Egoismus, getarnt als eingeforderte Rücksichtnahme

In den letzten Tage bin ich über ein Statement gestolpert, das für mich verdeutlicht, dass wir bei der Thematisierung von Identitäten und wie man diese auslebt, zurzeit auf einem ziemlichen Holzweg sind.

Mittlerweile ist es ja so, dass man vollkommen unbeabsichtigt allen möglichen Menschen auf den Schlips treten kann, auch wenn man denen gar nichts Böses will.
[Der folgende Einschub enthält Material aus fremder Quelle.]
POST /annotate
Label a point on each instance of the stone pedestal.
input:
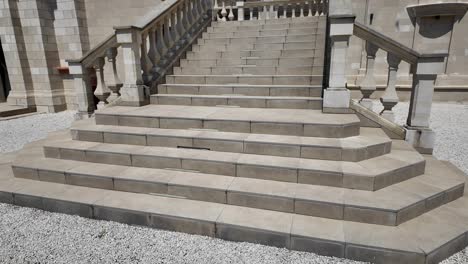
(423, 139)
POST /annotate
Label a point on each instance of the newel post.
(424, 77)
(83, 91)
(336, 98)
(133, 91)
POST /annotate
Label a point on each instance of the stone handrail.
(385, 43)
(424, 68)
(224, 10)
(149, 48)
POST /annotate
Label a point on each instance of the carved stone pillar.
(368, 85)
(390, 98)
(83, 91)
(133, 91)
(114, 83)
(424, 76)
(102, 92)
(336, 98)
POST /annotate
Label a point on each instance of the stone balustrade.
(149, 48)
(424, 68)
(257, 10)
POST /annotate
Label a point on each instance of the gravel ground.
(33, 236)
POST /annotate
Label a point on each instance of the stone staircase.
(234, 145)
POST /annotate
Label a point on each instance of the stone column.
(368, 85)
(83, 91)
(390, 97)
(336, 97)
(240, 11)
(424, 76)
(133, 91)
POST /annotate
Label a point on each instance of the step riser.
(276, 54)
(287, 204)
(237, 146)
(302, 39)
(292, 129)
(281, 62)
(285, 70)
(251, 91)
(255, 32)
(262, 36)
(240, 102)
(254, 80)
(235, 169)
(249, 46)
(272, 24)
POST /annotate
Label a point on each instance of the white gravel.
(32, 236)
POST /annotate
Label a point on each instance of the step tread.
(393, 198)
(415, 241)
(235, 114)
(369, 136)
(371, 174)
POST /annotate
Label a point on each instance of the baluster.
(114, 84)
(167, 35)
(275, 12)
(240, 11)
(161, 44)
(390, 98)
(309, 6)
(314, 7)
(368, 84)
(146, 64)
(320, 7)
(180, 25)
(102, 92)
(231, 14)
(186, 18)
(82, 86)
(223, 13)
(175, 32)
(153, 52)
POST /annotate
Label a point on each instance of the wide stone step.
(390, 206)
(372, 174)
(254, 31)
(293, 122)
(276, 54)
(254, 61)
(247, 69)
(371, 143)
(429, 238)
(289, 102)
(239, 89)
(258, 46)
(246, 79)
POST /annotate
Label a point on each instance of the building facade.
(39, 36)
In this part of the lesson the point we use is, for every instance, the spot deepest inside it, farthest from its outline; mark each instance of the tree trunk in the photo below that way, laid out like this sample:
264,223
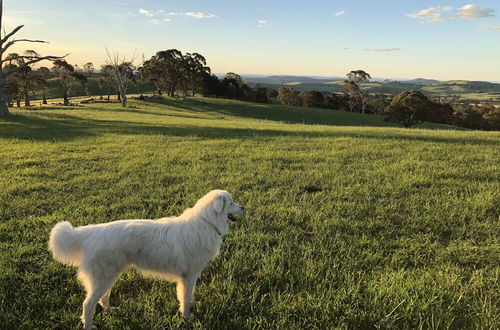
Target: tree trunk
26,98
4,109
124,99
65,98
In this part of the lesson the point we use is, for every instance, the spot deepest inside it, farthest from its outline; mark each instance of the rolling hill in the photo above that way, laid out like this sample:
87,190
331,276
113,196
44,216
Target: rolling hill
352,224
468,89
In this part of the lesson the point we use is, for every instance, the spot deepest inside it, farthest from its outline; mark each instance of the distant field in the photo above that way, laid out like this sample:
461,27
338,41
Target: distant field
472,90
354,224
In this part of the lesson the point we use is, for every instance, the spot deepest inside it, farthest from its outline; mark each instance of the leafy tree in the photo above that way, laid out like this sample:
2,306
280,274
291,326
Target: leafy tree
234,87
6,69
409,108
312,99
122,73
258,94
352,86
66,75
27,78
288,96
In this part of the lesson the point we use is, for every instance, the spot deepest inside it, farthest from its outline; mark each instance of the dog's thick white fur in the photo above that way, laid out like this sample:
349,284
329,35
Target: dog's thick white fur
175,248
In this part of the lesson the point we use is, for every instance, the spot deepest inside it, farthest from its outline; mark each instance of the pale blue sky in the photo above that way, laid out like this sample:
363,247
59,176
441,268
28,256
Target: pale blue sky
395,39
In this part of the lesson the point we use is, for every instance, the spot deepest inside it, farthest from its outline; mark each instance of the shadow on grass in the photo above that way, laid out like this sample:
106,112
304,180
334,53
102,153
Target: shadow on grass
61,127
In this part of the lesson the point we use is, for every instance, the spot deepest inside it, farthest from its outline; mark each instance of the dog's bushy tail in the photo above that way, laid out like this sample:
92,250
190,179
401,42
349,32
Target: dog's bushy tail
65,243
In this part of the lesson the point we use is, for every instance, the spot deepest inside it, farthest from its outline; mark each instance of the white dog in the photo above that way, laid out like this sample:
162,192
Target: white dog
176,248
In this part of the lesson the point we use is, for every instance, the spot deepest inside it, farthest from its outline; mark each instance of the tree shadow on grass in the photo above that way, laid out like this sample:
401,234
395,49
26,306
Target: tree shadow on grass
62,127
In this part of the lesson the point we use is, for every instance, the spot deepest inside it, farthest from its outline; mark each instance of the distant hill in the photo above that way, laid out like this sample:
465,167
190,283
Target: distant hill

Da kann es schon ausreichen, jemanden, den man nicht näher kennt, mit „Hallo, mein Herr“ anzusprechen, selbst wenn diese Person für einen selbst eindeutig männlich aussieht. Sollte der sich allerdings grundsätzlich oder auch gerade mal nicht als Mann fühlen, dann ist die Anrede „Herr“ ein Fauxpas, der schon mal übel genommen wird.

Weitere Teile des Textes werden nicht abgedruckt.